Problem. Given a string of digits 2–9, return all letter combinations the number could spell on a phone keypad (2→abc, 3→def, …, 7→pqrs, 9→wxyz). For "23": ["ad","ae","af","bd","be","bf","cd","ce","cf"]. Empty input returns an empty list.

Brute force

This is a Cartesian product, so there's no wasted "brute force" to prune — every combination is valid by construction. The only question is generating the product cleanly. You could do it with nested loops, but the digit count is variable, so recursion (or an iterative queue build-up) is the natural fit.

Optimal — backtracking over the digit positions

Map each digit to its letters, then walk the digits left to right. At position i, append each letter of digits[i]'s group, recurse to position i+1, and unchoose. When the path length equals the number of digits, record it.
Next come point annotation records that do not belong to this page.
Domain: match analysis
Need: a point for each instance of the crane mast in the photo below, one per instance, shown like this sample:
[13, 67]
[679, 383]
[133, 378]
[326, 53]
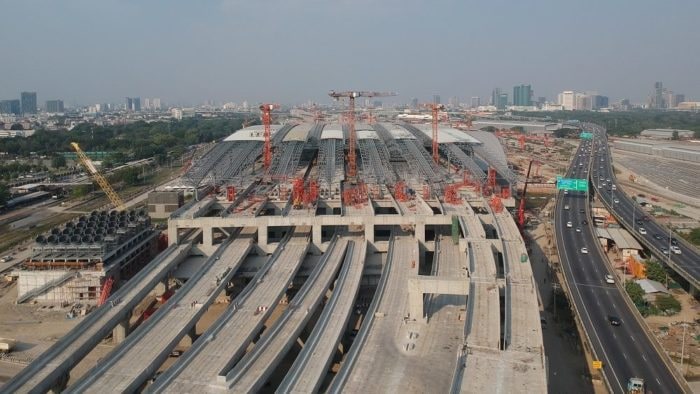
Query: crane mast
[95, 174]
[266, 110]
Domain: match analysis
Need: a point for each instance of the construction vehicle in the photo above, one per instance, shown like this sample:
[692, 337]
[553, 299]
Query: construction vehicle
[6, 345]
[635, 386]
[95, 174]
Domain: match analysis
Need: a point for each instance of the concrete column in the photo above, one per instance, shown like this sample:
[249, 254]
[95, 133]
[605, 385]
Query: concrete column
[173, 237]
[120, 332]
[207, 236]
[693, 290]
[262, 239]
[415, 300]
[420, 232]
[60, 385]
[317, 236]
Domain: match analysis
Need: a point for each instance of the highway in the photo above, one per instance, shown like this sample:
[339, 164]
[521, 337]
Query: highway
[135, 360]
[251, 373]
[52, 367]
[206, 363]
[627, 211]
[311, 365]
[625, 350]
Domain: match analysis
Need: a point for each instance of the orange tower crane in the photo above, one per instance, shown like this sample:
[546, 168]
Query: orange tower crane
[435, 109]
[266, 110]
[351, 95]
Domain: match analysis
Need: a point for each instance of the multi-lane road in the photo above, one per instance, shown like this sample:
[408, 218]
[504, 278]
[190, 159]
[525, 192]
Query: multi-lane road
[685, 260]
[624, 349]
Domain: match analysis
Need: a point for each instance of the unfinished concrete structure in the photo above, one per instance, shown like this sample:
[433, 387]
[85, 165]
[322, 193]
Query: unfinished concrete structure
[454, 292]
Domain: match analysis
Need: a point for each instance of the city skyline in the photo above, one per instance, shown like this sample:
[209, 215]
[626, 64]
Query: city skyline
[235, 51]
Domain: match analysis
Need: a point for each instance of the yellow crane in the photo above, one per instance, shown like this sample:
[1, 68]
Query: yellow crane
[95, 174]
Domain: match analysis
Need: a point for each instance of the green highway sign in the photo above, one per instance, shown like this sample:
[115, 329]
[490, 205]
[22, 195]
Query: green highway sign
[572, 184]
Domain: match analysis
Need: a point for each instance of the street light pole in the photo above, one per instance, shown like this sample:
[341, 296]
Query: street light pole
[685, 325]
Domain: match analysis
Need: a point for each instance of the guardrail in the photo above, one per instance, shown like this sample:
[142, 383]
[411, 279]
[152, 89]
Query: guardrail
[577, 312]
[640, 320]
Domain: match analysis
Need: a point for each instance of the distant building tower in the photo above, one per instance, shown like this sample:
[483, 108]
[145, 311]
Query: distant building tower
[658, 101]
[502, 101]
[28, 102]
[476, 102]
[494, 96]
[10, 107]
[522, 95]
[133, 104]
[54, 106]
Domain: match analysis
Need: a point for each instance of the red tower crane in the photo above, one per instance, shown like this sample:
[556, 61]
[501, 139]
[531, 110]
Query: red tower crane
[521, 206]
[266, 110]
[435, 110]
[351, 95]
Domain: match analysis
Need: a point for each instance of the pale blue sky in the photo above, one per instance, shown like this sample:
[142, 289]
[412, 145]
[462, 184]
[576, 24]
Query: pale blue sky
[291, 51]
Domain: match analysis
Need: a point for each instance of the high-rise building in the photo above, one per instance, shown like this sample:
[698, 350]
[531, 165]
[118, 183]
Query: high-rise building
[10, 107]
[28, 102]
[502, 101]
[658, 101]
[133, 104]
[599, 101]
[522, 95]
[54, 106]
[672, 99]
[453, 102]
[567, 99]
[494, 96]
[476, 102]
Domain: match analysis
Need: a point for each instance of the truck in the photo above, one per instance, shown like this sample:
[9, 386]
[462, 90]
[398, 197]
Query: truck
[635, 386]
[6, 345]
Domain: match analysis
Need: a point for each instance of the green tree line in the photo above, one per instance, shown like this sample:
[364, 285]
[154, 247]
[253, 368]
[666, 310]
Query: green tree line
[134, 141]
[630, 122]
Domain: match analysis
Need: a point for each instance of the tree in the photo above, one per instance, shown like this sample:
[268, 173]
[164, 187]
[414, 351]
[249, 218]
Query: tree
[635, 291]
[668, 304]
[81, 191]
[58, 161]
[655, 271]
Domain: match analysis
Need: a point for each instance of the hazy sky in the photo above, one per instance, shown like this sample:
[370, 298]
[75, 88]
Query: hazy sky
[291, 51]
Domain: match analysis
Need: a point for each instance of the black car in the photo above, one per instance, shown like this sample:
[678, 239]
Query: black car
[614, 320]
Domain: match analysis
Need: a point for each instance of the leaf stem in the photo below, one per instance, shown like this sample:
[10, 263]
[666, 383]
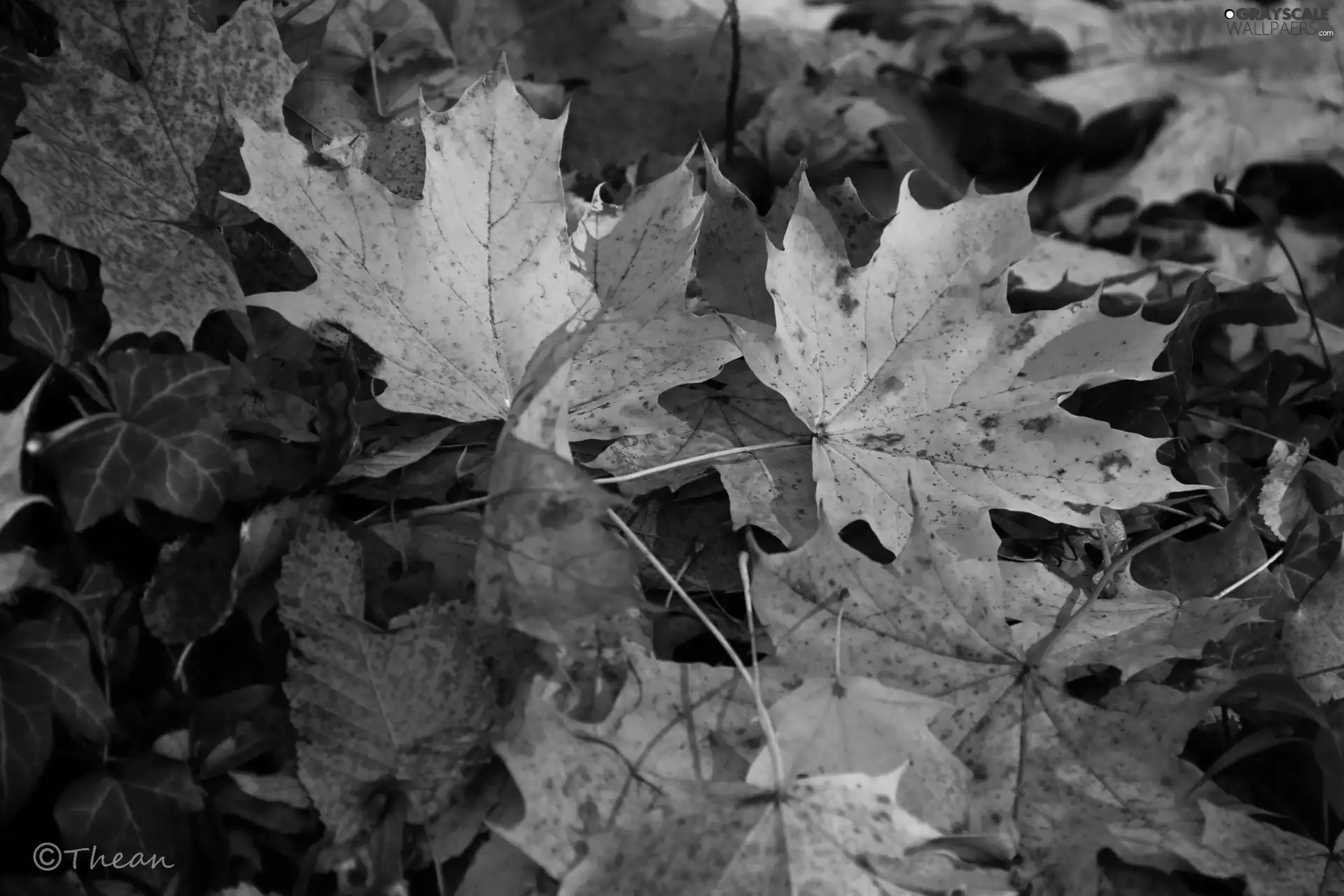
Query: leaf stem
[708, 624]
[1042, 648]
[1221, 186]
[442, 510]
[702, 458]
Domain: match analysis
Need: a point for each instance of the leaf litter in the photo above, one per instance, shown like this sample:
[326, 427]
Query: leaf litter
[493, 295]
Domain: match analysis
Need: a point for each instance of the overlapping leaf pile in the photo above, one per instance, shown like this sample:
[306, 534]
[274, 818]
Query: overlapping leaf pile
[945, 722]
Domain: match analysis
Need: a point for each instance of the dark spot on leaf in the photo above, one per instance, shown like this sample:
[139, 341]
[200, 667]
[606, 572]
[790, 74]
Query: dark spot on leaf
[1025, 335]
[556, 514]
[1110, 463]
[879, 441]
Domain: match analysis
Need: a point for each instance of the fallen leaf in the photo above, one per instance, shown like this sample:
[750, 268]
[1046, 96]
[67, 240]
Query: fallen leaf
[773, 491]
[394, 458]
[1133, 630]
[414, 703]
[656, 745]
[815, 836]
[111, 164]
[933, 622]
[1272, 860]
[911, 365]
[144, 809]
[162, 442]
[638, 255]
[46, 675]
[853, 724]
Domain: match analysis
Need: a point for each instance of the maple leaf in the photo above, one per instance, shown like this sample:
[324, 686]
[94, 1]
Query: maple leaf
[672, 729]
[45, 675]
[913, 365]
[546, 564]
[414, 703]
[13, 440]
[638, 255]
[163, 441]
[1136, 629]
[128, 115]
[458, 289]
[850, 724]
[1063, 771]
[825, 834]
[773, 491]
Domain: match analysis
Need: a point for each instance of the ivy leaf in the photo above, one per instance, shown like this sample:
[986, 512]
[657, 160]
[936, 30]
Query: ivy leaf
[45, 673]
[139, 811]
[13, 437]
[39, 317]
[414, 703]
[162, 442]
[1068, 774]
[190, 593]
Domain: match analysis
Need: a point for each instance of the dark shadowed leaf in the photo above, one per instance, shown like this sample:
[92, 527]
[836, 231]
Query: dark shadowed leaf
[43, 673]
[143, 809]
[1205, 567]
[416, 703]
[39, 317]
[190, 594]
[546, 562]
[13, 437]
[163, 442]
[62, 266]
[1231, 481]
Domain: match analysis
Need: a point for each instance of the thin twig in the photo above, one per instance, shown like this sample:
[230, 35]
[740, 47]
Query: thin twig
[1043, 647]
[1237, 425]
[686, 598]
[1247, 577]
[702, 458]
[730, 105]
[284, 19]
[1221, 186]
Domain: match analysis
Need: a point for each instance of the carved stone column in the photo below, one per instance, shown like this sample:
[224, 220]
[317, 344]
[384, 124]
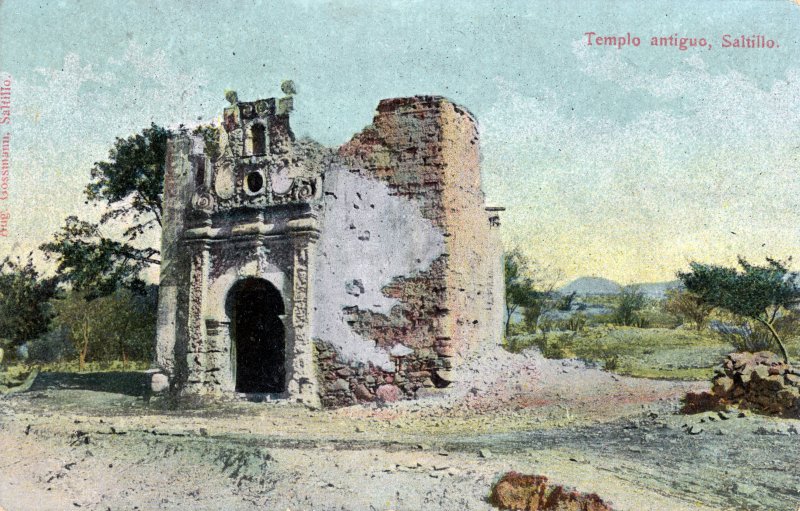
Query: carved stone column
[302, 386]
[196, 363]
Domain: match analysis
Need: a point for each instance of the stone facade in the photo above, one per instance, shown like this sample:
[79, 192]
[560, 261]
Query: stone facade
[330, 276]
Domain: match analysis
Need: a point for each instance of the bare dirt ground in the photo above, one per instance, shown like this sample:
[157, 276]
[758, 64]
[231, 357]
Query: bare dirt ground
[92, 442]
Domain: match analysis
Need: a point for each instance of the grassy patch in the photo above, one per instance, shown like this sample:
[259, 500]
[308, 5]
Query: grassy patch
[642, 352]
[19, 368]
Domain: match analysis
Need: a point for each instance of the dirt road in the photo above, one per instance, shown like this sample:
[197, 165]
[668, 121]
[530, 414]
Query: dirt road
[66, 444]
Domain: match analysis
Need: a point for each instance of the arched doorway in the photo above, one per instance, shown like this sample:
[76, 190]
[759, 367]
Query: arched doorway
[258, 345]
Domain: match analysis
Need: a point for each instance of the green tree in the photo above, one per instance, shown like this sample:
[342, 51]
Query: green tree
[528, 285]
[129, 186]
[688, 306]
[25, 312]
[120, 325]
[756, 292]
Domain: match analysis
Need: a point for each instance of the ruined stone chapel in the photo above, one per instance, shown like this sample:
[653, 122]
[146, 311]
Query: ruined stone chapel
[326, 276]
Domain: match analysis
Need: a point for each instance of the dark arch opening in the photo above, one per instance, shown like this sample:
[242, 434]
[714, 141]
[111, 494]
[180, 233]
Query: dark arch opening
[258, 344]
[259, 137]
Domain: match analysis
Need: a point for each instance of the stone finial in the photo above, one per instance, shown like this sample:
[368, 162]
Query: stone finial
[288, 88]
[231, 96]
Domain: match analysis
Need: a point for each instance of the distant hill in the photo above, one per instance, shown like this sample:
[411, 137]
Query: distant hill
[586, 286]
[592, 286]
[656, 290]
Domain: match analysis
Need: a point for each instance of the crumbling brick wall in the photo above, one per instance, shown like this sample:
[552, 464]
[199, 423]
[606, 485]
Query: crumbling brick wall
[425, 149]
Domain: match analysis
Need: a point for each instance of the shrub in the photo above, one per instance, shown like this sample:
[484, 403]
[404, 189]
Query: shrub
[53, 346]
[630, 302]
[744, 337]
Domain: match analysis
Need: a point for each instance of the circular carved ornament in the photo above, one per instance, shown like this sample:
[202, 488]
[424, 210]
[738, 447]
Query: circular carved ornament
[203, 201]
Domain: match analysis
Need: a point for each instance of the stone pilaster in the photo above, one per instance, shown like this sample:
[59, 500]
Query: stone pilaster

private static final String[] PAD = {
    "", "", "abc", "def", "ghi", "jkl", "mno", "pqrs", "tuv", "wxyz"
};

List<String> letterCombinations(String digits) {
    List<String> result = new ArrayList<>();
    if (digits.isEmpty()) return result;          // guard: [] not [""]
    backtrack(digits, 0, new StringBuilder(), result);
    return result;
}

void backtrack(String digits, int i, StringBuilder path, List<String> result) {
    if (i == digits.length()) {                   // one letter chosen per digit
        result.add(path.toString());
        return;
    }
    String letters = PAD[digits.charAt(i) - '0']; // letters for this digit
    for (int j = 0; j < letters.length(); j++) {
        path.append(letters.charAt(j));           // choose
        backtrack(digits, i + 1, path, result);   // explore next digit
        path.deleteCharAt(path.length() - 1);     // unchoose
    }
}

Each digit multiplies the count by its letter count (3 or 4), so for n digits there are up to 4ⁿ combinations, each O(n) to materialize: O(n · 4ⁿ) time, O(n) recursion-stack space. That's optimal — the output is itself that large.

The only real trap is the empty-input guard: returning early gives [], whereas recursing immediately would record the empty string and return [""].